精神科的内部事情。重要問題に限って結論が出ていない件について。

ちょっと話題を変えて、精神科そのものの話をしましょう。精神科、というよりは、精神医学のお話です。

 

実をいうと、精神医学というのは、科学というにはちょっと… という側面のある学問です。重要問題に限って、じつはぜんぜん結論が出ていないのです。その中には、ちょっと唖然とするような大問題が含まれます。

 

この件については、いろいろなことが関わっています。少しずつお話ししていくことになると思います。

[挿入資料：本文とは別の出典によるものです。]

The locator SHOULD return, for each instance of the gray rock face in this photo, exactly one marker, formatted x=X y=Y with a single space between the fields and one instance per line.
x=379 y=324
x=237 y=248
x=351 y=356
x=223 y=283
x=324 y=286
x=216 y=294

大問題のひとつは、「統合失調症の原因は何か」です。結局、原因はさっぱりわかっていません。遺伝も多少は関わるようです。しかし、どう考えても、いわゆる遺伝病の定義にはあてはまりません。遺伝だけでは決まらないわけです。環境だけでも決まりません。まったく同じように育てられた子どもたちの、どちらかが統合失調症を発症し、もう片方がまったくそのようなようすはない、なんてこともよくあります。細菌?ウイルス?食べ物?いまのところ手がかりなしです。「これだ!」というものが見つかったら、たぶん、ノーベル賞は確実にもらえると思います。

 

原因は気にはなるものの、わたしたち医者が相手にするのは主に、すでに統合失調症を発症した人たちですから、原因がわからなくても診断および治療がしっかりしていればいいと考えることはできそうです。

 

ここで大問題が発生します。

いろいろな問題のなかで、統合失調症にかかわる最大の問題はたぶんこれです。

統合失調症とは、いまの症状で診断していいのか、しばらく経過観察しないと診断はできないのか、もし経過観察が必要だとすると何年かかるのか」

まさかこれが「まだ」議論されているとは! …ですよね。

これ、統合失調症という病気が発見されたときから現在に至るまで、偉い人たちの間でも論争がたえず、結論が出ていない問題なのです。「いまの症状も経過もよく観察して」診断する、といえばかっこうはつきそうですけれど、今の症状と経過の、どっちをどのくらい重視すべきかも、人によって考えが違ったりします。最近はDSMが世界中に広がっていますから、DSMの提唱する「いまの症状を重視する」方針がなんとなく広まりつつありますけれど、「いまの症状だけで診断はできる。経過は無視してよい」なんて証拠は現在のところどこにもありませんし、経過を完全に無視する医者はたぶん、超少数派です。すべての精神科医が納得するような結論というのは、出ていないのです。(わたしが不勉強なだけだったらごめんなさい。)

 

ここからみちびかれる具体的な問題のひとつは、「これまで精神科的な問題がまったくなかったひとが、統合失調症のような症状で病院に来た」というときに、このひとが統合失調症である、あるいは統合失調症ではない、と自信を持って言うにはいつまでかかるんだろう、ということです。「経過をみる」側の意見としては、再発を繰り返すのが定義ではあります。しかし最近は、よい薬がたくさんありますので、幸運なケースにおいては再発が「防がれてしまう」こともありえます。

統合失調症であろうとなかろうと、すみやかに元気になったのならばどっちでもいい、という考え方もあるでしょう。それも一理あるとはいえ、今後どのくらいの期間くすりをのみつづけるかどうか、精神的な不調のきざしがあらわれたときにどのくらいあわてて精神科を受診するべきか、といった将来的な問題にも関わってきますので、できるかぎり自信を持って診断したいと多くの医者は望んでいます。それなのに、わたしの腕の問題以前に、定義が少し?ゆるかったりするわけです。もちろん、ほとんどのケースにおいては、診断に多少迷うとしても方針は決まりますし、治療はしばらく続けるのがふつうですから、治療と並行して経過観察を行い、徐々に診断をせばめるという戦略をとればなんとかなります。それにしても、やっぱり、「まさか」ですよね。

 

この手の問題はいっぱいあるので、ときどきとりあげようかな、と思います。

 

注意事項)わたしの知識が足りなかったり、考え方が偏っていないつもりで偏っていることはあると思います。7割くらい信じていただければじゅうぶんすぎるくらいです。それでも、たとえば教科書を数冊読んだだけの人たちによる半端な情報が出回るよりは、正面切って取り上げたようがいいように思うのです。